London (Parliament Politics Magazine) – As part of the UK’s green energy targets, more than 1,000 new homes will be built across northern Scotland.
SSEN Transmission, a subsidiary of the electricity company SSE, has marked a deal with local councils and housing associations in the Highlands to support at least 1,000 new properties as well as the refurbishment of current, unoccupied ones. The group, which has a monopoly on building and strengthening the electricity grid in northern Scotland, intends to spend £20bn by 2030 to channel power from fresh offshore and onshore windfarms to be created as part of the UK government’s actions to decarbonise the electricity supply.
Who benefits from the new housing initiatives?
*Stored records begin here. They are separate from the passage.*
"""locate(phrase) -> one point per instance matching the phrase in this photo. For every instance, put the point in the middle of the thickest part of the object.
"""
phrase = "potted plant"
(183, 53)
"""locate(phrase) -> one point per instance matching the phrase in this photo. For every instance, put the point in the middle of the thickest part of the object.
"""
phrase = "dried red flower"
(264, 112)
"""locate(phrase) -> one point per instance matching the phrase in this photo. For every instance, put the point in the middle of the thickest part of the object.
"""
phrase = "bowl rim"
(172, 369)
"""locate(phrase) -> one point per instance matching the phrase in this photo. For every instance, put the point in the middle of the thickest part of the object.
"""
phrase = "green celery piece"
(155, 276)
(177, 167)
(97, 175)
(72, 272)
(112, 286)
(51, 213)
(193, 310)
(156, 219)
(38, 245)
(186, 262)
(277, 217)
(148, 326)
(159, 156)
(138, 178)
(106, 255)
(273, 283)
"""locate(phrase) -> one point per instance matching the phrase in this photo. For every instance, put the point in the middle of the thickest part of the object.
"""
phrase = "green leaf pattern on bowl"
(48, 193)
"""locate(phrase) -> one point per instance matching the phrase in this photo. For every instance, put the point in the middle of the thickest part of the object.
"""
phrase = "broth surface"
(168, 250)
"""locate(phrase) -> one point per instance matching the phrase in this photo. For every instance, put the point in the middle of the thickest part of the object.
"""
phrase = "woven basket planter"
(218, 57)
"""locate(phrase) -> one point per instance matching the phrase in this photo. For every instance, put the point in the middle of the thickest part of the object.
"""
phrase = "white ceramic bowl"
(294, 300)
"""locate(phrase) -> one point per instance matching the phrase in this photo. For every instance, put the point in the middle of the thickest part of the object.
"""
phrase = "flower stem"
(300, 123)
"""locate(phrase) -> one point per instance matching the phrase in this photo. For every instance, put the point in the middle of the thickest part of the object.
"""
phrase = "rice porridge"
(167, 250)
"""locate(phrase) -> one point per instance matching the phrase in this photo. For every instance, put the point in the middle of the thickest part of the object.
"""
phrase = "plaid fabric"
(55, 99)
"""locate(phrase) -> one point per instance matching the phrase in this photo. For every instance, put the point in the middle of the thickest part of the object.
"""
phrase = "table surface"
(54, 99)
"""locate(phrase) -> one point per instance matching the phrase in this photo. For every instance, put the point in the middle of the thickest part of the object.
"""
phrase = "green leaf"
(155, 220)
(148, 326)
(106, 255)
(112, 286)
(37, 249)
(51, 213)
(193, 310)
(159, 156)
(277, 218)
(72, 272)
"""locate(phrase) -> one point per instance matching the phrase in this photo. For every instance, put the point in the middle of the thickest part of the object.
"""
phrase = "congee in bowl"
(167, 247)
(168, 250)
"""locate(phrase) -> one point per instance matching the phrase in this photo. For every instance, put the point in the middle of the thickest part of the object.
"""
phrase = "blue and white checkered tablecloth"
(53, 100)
It expects to hire thousands of workers across the Highlands, the Outer Hebrides Orkney and Shetland – areas mourning from depopulation driven by an inexpensive housing crisis. That will peak at a workforce of about 5,000 people in 2027 and a substantial number of those will need new homes. SSEN Transmission stated it would fund the building of those houses by guaranteeing long-lease residences as a “pathfinder investment mechanism”, the majority of them developed as affordable homes for local people.
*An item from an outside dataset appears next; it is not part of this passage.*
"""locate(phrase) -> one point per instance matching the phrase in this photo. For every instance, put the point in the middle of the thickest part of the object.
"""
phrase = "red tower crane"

Alongside other “accommodation villages” employing temporary housing, it also expects to refurbish empty homes and to renovate derelict possessions, handing those over to local councils and social owners after its workforce has left.
Rob McDonald, SSEN Transmission’s managing director, stated: “This is a significant and
an innovative contribution to addressing the housing challenges in the north of Scotland, and it also demonstrates how we can work in partnership to develop imaginative proposals that will deliver new homes and act as a template for other developers.”
Moreover, the policy, which has been accommodated by Scotland’s housing minister, Paul McLennan, and local council leaders, follows calls from the UK government and is expected to bring in new regulations on how the energy industry shares the profits from renewables with local people.